Würde es Ihnen helfen, solche Rennen zu bestreiten?

Ich kann mir vorstellen, dass es mir Sicherheit geben würde, wenn ich bei der WM oder bei den Olympischen Spielen wüsste, dass ich mich mit der internationalen Konkurrenz schon ein paar Mal gemessen habe. Weil das aber nicht so ist, muss ich mich anders vorbereiten. Ich arbeite mit einer Psychologin zusammen.

 Imaginieren Sie, dass Ihre Gegner schwarz und Neun-Sekunden-Läufer aus der Karibik sind?

Nein. Wir wollen vermeiden, dass ich unvorbereitet auf Situationen treffe, dass ich mich von Kleinigkeiten verunsichern lasse. Wenn ich etwa sehr früh morgens aufwache, macht mich das bei deutschen Meisterschaften nicht nervös. Ich weiß, dass ich über Vorlauf und Zwischenlauf in den Wettkampf kommen werde. Damit mich so etwas in Rio nicht in eine kritische Gefühlslage bringt, muss man Maßnahmen ergreifen. Das lerne ich.

Bewegt es Sie, wenn Sie mit Usain Bolt, dem schnellsten Mann der Welt, auf der Bahn stehen?

Nein. Bei der WM in Peking waren wir über 100 und über 200 Meter im selben Lauf. Aber ich trainiere nicht dafür, mal mit Usain Bolt in einem Lauf zu sein, sondern dafür, einmal vollkommen zufrieden zu sein mit einem Rennen, das zu leisten, wofür ich trainiere. Dafür quäle ich mich jeden Tag, dafür bestreite ich Wettkämpfe: um dieses Rennen zu erleben, bei dem ich mit allem zufrieden bin. Oder zumindest dem nahe komme.
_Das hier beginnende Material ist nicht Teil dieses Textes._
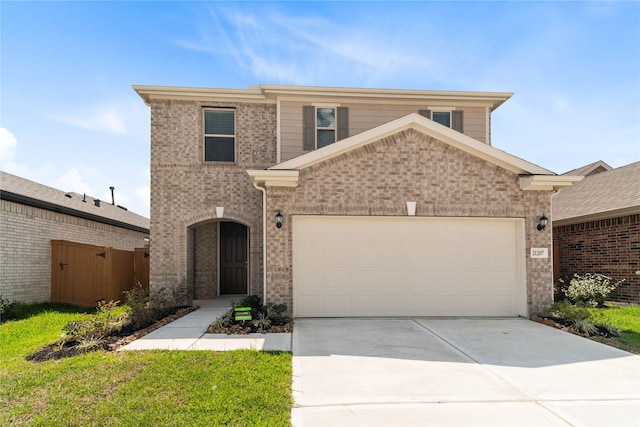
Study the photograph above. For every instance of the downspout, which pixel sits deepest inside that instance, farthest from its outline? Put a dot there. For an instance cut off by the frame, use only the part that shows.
(264, 241)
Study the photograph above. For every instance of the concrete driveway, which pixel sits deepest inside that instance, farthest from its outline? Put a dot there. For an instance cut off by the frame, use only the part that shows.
(458, 372)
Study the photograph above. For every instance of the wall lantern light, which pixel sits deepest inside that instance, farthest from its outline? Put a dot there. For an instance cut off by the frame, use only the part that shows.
(543, 223)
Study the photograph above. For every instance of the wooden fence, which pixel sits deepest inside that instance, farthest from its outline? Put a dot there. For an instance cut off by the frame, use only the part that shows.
(85, 274)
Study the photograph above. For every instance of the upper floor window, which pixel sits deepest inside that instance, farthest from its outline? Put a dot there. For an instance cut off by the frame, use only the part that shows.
(446, 117)
(324, 125)
(219, 135)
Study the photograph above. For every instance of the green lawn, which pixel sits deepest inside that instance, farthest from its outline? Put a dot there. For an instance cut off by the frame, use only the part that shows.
(169, 388)
(624, 317)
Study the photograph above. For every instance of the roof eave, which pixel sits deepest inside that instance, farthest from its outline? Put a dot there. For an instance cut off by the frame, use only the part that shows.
(426, 126)
(547, 182)
(632, 210)
(274, 178)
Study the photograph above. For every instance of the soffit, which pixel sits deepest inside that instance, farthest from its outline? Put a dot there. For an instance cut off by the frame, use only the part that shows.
(271, 93)
(426, 126)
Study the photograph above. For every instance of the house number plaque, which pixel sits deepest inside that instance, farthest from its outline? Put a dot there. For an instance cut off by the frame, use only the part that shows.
(539, 252)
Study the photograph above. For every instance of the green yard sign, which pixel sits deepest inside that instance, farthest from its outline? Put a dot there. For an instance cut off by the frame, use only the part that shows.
(242, 313)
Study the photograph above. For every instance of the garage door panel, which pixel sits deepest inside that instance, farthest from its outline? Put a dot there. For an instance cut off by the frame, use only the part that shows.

Ist das nicht bei all Ihren Siegen so?

Ich muss dazu nicht unbedingt gewinnen. Wenn ich weiß, heute habe ich keinen Fehler gemacht, bin ich zufrieden. Das ist eine hohe Kunst, auch auf den 100 Metern, keine Fehler zu machen. Jeder noch so kleine Fehler kostet Hundertstel.

Waren die 10,03 Sekunden von Zeulenroda perfekt?

Der Lauf war schon sehr ordentlich. Über das bisschen Wind will ich nicht meckern; die Bedingungen waren sehr gut. Ich war sehr nah dran an dem, was machbar ist. Ich bin überzeugt, dass es noch schneller geht. Wenn ich weiter gut arbeite, ist dieses Quentchen auch noch drin. Wenn ich schon eine Handvoll perfekter Rennen gehabt hätte, ich weiß nicht, ob ich mich noch motivieren könnte.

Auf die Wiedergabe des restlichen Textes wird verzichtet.